Well the answer is yes, no and maybe. Oh yeah how can that be? Is there more benefit to having a conventional or FHA mortgage? Just so you know that I’m not blowing smoke. I used to be an Enrolled Agent that meant at one time I could practice law in tax court. I no longer practice tax law or preparation. But I still retain a bit of working knowledge. So now in the first year of an FHA mortgage or any mortgage for that matter there are extra deductions that make for greater tax benefits. After the first year tax benefits from an FHA mortgage are much easier to calculate. And since you will probably keep your mortgage for more than one year let us project tax savings for the second and subsequent years.
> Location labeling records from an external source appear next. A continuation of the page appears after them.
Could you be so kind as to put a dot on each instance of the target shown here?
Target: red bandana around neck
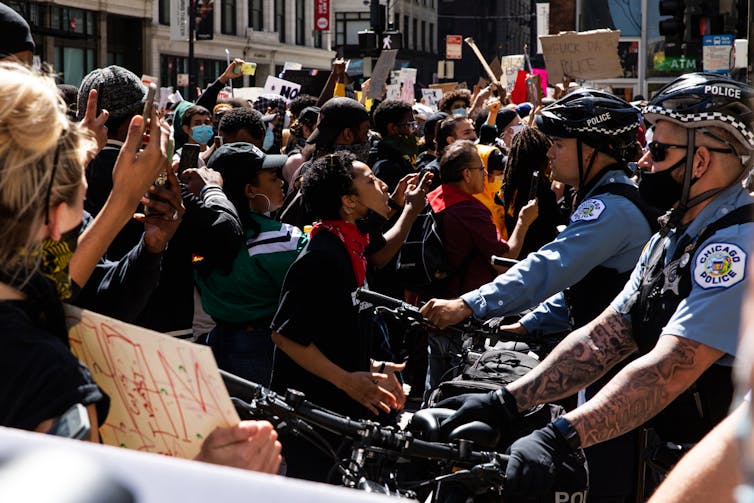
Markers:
(354, 241)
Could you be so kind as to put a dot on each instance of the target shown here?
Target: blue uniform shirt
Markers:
(711, 314)
(607, 230)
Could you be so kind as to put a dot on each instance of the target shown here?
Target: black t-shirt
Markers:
(317, 306)
(40, 376)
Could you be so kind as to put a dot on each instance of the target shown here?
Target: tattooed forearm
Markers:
(642, 389)
(579, 360)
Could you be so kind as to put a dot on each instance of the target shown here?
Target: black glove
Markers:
(538, 460)
(496, 408)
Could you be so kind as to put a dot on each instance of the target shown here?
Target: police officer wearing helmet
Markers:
(593, 136)
(680, 310)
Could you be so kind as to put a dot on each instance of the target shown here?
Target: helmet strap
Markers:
(583, 173)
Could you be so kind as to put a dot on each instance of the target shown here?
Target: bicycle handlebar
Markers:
(294, 406)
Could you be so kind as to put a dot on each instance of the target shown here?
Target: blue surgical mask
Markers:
(269, 139)
(202, 134)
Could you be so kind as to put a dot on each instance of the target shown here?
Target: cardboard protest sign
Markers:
(393, 92)
(166, 394)
(311, 81)
(380, 73)
(286, 89)
(432, 97)
(510, 65)
(445, 87)
(584, 55)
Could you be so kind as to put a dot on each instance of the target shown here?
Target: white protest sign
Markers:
(166, 394)
(510, 66)
(407, 91)
(393, 92)
(147, 477)
(407, 74)
(587, 55)
(287, 90)
(179, 28)
(432, 97)
(290, 65)
(380, 73)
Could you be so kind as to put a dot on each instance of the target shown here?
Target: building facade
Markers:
(498, 27)
(415, 19)
(76, 36)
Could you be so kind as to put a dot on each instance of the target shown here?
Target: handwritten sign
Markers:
(288, 90)
(381, 71)
(584, 55)
(510, 65)
(432, 97)
(166, 394)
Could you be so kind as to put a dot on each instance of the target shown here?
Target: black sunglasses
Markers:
(659, 150)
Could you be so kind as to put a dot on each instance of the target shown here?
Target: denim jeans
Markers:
(247, 354)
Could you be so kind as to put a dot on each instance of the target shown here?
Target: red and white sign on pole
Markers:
(453, 46)
(322, 15)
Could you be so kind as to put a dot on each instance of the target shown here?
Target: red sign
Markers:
(322, 15)
(453, 46)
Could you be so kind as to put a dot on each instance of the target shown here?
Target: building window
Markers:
(415, 33)
(206, 70)
(348, 25)
(405, 32)
(256, 15)
(300, 22)
(163, 16)
(228, 17)
(280, 19)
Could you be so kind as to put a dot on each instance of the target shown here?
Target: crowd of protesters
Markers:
(261, 244)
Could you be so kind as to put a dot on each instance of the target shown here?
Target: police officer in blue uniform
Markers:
(594, 134)
(680, 310)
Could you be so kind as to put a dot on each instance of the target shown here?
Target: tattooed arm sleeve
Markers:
(642, 389)
(579, 360)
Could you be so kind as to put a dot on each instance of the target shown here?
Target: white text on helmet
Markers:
(723, 91)
(564, 497)
(598, 119)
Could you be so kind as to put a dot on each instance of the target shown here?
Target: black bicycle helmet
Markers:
(599, 119)
(696, 100)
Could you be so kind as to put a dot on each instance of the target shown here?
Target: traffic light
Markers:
(672, 29)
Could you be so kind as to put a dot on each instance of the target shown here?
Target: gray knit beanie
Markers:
(16, 35)
(119, 91)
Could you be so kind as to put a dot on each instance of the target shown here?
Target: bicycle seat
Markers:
(425, 424)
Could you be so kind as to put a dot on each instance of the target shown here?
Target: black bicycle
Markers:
(412, 463)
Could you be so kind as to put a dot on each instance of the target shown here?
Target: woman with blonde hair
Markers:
(42, 187)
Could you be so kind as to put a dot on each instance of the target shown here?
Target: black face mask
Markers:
(56, 257)
(659, 189)
(371, 223)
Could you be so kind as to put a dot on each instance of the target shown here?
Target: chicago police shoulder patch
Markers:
(719, 265)
(590, 209)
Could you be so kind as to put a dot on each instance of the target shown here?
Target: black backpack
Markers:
(421, 262)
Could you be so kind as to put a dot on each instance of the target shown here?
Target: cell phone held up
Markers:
(147, 111)
(74, 423)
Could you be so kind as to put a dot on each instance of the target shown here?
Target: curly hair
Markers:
(454, 95)
(457, 157)
(247, 119)
(327, 180)
(528, 153)
(390, 112)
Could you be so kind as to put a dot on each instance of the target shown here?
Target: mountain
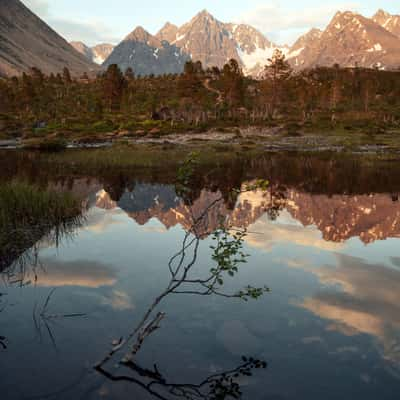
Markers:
(97, 54)
(351, 39)
(146, 54)
(253, 48)
(168, 32)
(388, 21)
(214, 43)
(303, 47)
(26, 41)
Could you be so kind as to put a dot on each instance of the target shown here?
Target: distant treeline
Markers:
(200, 99)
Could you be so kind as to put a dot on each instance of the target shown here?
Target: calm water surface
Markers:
(325, 238)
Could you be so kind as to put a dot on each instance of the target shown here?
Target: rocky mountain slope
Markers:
(26, 41)
(214, 43)
(97, 54)
(388, 21)
(350, 39)
(146, 54)
(303, 47)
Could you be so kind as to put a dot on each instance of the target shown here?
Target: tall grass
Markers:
(28, 213)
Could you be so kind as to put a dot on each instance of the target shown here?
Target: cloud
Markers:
(280, 22)
(40, 7)
(90, 32)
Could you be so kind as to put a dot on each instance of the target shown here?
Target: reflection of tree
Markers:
(215, 387)
(2, 338)
(227, 256)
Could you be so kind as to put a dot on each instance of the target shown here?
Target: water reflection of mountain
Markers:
(338, 217)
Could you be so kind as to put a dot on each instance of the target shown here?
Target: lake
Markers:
(204, 281)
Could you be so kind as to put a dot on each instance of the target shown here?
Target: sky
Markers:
(282, 21)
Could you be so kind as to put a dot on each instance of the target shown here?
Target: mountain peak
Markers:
(204, 15)
(388, 21)
(138, 34)
(381, 13)
(167, 32)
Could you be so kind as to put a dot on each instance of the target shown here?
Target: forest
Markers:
(120, 103)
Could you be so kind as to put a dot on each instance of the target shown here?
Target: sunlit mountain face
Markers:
(323, 236)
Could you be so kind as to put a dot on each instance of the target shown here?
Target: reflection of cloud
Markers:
(369, 302)
(237, 339)
(119, 300)
(268, 234)
(395, 261)
(98, 221)
(75, 273)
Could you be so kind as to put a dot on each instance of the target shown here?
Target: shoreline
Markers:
(273, 139)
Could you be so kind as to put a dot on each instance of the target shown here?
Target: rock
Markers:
(155, 131)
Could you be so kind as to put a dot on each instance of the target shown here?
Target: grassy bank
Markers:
(28, 213)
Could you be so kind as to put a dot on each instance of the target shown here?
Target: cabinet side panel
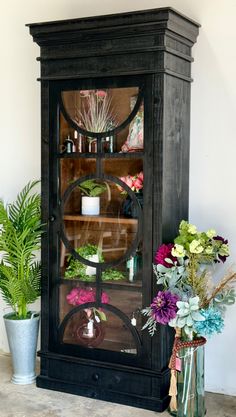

The second thru fifth year of a mortgage will have similar tax benefits.

OK now that I got the lawyer crud out of the way some assumptions.  Yes, yes I know what assumptions do.  A single person and married couple are buying a home.  The loan amount is $300,000 with annual property taxes of $2800. Terms are 30 years fixed at 5.5%, so the monthly payment (P & I only) is $1703.37. OK we have Jane Single (clever, how he slips a single gal in) and Jim Couple and Mary Couple married kids.  Both make the same money (proving that women actually do make more than guys) $70,000 and this is taxable income.

From paragraph one above the part that is yes. If you happen to be single your tax benefits are pretty good. Without boring you to tears with numbers and such here it is.  As a single person with taxable income of $70,000 you pay $11,513 in federal income taxes. When you deduct the $2800 in property taxes and the $16,399.19 in interest paid you lower your taxes to $8318 from $11,513. This is a saving of $3195 or $266 per month. So yes you do have a tax benefit.

Now the maybe or no part for M/M Couple. They have the same taxable income in fact the same everything. Before they get their mortgage their taxes are $6896 and after they are $5726. There is a tax savings of $1170 per year or all of $97.50 per month.  So the benefit is there but you can definitely answer maybe or even no.

So Mr. FSBO or Ms. Real Estate Agent what do you tell your client. What do you say when the ask, “Is there a tax benefit when I buy a home with an FHA mortgage?’ Now you can definitely say, “Yes or No or Maybe.”